I'd appreciate if someone could tell me how to test a single glsl test (or batch or version) at a time.
Nevermind, I've found out how to run a single glsl test. Running /home/dema1701/projects/display/piglit/framework/../bin/shader_runner tests/spec/glsl-1.10/execution/variable-indexing/fs-temp-array-mat4-col-row-wr.shader_test works fine. Could it be the following test that crashes the system? If so, how can I know which test is next on the list?
If you run piglit with --no-concurrency from a remote shell, you should see in the terminal output which test is running when it hangs.
(In reply to comment #3) > If you run piglit with --no-concurrency from a remote shell, you should see > in the terminal output which test is running when it hangs. Many tests seems to skip when they are run remotely via an ssh session. Is this expected or should I set a parameter about the display?
It's perfectly normal that some tests are skipped, but you obviously do need to set the DISPLAY environment variable appropriately for the piglit run. Something like DISPLAY=:0 python2 piglit-run.py ...

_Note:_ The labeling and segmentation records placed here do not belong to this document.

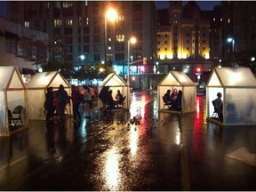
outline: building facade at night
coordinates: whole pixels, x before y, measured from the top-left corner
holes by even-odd
[[[182,70],[196,81],[195,73],[212,68],[221,57],[221,45],[216,43],[221,40],[221,25],[215,24],[213,12],[200,10],[194,1],[184,6],[182,2],[172,1],[168,9],[158,10],[157,68],[160,73]]]
[[[40,68],[36,61],[48,59],[47,50],[42,50],[46,47],[48,38],[47,33],[24,28],[0,17],[1,66],[15,66],[22,74],[24,83],[28,83]],[[34,52],[36,49],[40,54]]]
[[[117,12],[113,23],[105,17],[108,7]],[[147,58],[149,63],[156,58],[154,1],[8,1],[7,10],[12,21],[48,33],[55,45],[64,44],[68,52],[65,60],[76,65],[102,63],[107,53],[107,64],[112,64],[115,72],[124,76],[128,40],[132,36],[137,43],[131,45],[130,62]],[[131,70],[138,73],[138,66],[131,66]]]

(In reply to comment #5) > It's perfectly normal that some tests are skipped, but you obviously do need > to set the DISPLAY environment variable appropriately for the piglit run. > Something like > > DISPLAY=:0 python2 piglit-run.py ... I meant that some tests are skipped when run remotely, but tested when run locally. ;) I'll try your suggestion.
(In reply to comment #6) > > DISPLAY=:0 python2 piglit-run.py ... > > I meant that some tests are skipped when run remotely, but tested when run > locally. ;) Something would be wrong then. If you're doing it right, piglit is running just as locally, only its terminal output is visible elsewhere.
(In reply to comment #7) > (In reply to comment #6) > > > DISPLAY=:0 python2 piglit-run.py ... > > > > I meant that some tests are skipped when run remotely, but tested when run > > locally. ;) > > Something would be wrong then. If you're doing it right, piglit is running > just as locally, only its terminal output is visible elsewhere. Noted. I'll look at it when I'll get home tonight.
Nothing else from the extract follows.